This painting was created with Dr. PH. Martin’s radiant watercolors with Prismacolors on illustration board. It’s the epitome of anti-archival painting because the watercolors are very light sensitive, and Prismacolors can get icky over time. The radiant watercolors are also next to impossible to scan accurately, which makes them a poor choice for reproduction.
“So,” you might logically ask, “why do it in the first place?” Good question! Because the colors of the Dr. Martin’s is so vibrant and beautiful, they are joyful colors to paint with.
I suppose Pegasus is rescuing Bellerophon from the dragon in the painting, but my connection to Illustration Friday’s word of the week is because I rescued the painting. I had given the painting to my brother because he likes this kind of subject, but between his various moves, the painting ended up in our mother’s garage and started molding in the dampness.

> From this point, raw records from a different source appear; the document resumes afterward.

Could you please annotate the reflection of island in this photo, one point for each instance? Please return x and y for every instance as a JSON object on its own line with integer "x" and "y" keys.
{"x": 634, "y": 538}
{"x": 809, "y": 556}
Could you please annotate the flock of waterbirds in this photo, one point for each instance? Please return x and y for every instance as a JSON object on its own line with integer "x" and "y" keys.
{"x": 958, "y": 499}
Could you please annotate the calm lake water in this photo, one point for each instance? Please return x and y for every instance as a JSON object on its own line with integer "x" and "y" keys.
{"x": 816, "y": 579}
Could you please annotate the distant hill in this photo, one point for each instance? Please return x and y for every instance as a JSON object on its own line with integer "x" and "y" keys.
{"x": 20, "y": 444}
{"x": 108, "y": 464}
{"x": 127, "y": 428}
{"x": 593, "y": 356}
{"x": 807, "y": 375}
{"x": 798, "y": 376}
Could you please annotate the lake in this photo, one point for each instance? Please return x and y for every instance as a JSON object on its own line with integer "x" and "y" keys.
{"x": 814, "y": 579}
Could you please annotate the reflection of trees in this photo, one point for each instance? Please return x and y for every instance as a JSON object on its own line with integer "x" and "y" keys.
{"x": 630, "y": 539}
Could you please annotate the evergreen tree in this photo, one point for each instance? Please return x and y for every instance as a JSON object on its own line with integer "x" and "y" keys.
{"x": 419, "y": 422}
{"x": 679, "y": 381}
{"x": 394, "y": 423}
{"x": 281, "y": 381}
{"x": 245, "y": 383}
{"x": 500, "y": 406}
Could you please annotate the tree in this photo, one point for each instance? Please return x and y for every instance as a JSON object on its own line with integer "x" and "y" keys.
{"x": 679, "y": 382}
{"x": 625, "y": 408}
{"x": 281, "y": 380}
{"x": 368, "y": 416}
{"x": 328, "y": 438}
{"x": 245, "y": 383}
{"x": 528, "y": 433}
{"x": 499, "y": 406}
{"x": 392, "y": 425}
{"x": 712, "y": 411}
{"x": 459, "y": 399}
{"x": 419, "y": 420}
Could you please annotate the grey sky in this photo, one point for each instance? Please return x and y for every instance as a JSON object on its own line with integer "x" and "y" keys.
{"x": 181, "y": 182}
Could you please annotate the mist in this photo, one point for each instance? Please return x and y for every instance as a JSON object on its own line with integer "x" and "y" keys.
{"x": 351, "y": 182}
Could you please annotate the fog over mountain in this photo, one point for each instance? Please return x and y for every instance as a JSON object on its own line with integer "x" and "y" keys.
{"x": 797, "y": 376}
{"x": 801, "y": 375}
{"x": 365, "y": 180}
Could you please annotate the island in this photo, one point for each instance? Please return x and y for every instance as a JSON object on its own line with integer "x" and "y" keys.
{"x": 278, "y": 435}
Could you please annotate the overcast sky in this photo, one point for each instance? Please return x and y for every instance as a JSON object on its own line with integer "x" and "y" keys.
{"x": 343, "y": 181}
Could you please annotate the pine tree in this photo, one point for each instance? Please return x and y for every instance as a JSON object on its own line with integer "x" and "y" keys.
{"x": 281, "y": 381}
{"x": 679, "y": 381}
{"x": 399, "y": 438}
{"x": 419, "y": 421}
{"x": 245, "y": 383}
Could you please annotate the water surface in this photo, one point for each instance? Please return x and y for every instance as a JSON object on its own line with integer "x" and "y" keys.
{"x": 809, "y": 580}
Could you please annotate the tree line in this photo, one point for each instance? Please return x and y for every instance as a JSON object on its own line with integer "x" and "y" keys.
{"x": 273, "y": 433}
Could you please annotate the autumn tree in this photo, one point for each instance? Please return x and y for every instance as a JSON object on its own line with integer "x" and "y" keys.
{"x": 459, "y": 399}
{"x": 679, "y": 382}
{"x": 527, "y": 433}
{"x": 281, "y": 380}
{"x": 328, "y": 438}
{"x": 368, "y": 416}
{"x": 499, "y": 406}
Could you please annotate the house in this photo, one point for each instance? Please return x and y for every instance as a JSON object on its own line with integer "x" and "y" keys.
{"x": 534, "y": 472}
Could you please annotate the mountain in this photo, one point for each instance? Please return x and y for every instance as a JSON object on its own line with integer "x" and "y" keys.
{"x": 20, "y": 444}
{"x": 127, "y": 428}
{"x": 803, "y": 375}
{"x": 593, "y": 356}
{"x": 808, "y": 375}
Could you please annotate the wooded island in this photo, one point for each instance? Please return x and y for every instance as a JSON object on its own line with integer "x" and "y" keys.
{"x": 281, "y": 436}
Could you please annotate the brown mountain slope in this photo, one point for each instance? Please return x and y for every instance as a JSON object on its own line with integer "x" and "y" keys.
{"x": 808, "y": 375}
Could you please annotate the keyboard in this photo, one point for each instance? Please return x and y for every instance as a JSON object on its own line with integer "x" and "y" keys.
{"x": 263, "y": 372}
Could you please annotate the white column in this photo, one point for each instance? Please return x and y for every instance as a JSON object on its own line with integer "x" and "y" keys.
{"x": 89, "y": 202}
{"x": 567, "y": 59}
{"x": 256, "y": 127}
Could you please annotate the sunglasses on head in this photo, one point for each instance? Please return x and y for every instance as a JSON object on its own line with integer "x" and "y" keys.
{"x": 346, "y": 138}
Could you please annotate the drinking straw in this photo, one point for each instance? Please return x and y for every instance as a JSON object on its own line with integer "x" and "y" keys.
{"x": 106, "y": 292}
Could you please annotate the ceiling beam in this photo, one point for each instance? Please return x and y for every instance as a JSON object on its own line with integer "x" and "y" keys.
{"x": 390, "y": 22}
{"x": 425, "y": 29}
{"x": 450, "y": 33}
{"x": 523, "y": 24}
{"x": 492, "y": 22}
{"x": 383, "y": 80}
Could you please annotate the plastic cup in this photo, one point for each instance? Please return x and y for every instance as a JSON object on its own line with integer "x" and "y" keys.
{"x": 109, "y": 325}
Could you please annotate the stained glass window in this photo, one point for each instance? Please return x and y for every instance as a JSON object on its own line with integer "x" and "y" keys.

I was horrified by this blatant lack of respect for my artistic gifting. This is especially unforgiveable because my brother is also a painter and should’ve known better, but he is often just as careless with his own work. He also has a very annoying habit of painting over things I really like. I’d rather buy him a new canvas than watch him destroy beautiful things, but let’s get back to the moldy dragon…
I took the painting home and sorrowed over its pitiful state, without really knowing what to do about it. In the end, I took it out of it’s frame and found that much of the mold was on the glass and mat. That was easily solved with Windex and by throwing away the mat, but I was still left with some mold on the actual painting. I knew that mold can spread if you don’t kill it, but I was also pretty sure that anything that would kill the mold would also destroy the painting. I carefully dusted off as much mold as I could, and then dabbed detergent on the remainder. I lucked out because the mold was only on the background, and the background is washy in the first place. The Dr. Martin’s actually dyes the illustration board, so it didn’t lift as easily as watercolors would’ve done. With careful dabbing with water, thorough drying, and reframing, the painting was rescued.
My brother came over and saw the painting hanging in my bedroom. “Hey! Isn’t that my painting?” he asked. “Not any more!” I responded. He must be punished for poor parental care of my work! But on a different level, this painting is a reminder to me of many things, including my affection for my brother. It reminds me that things can be rescued if you dare to try, that even anti-archival paintings can last, and then there’s always the idea of Pegasus rescuing Bellerophon.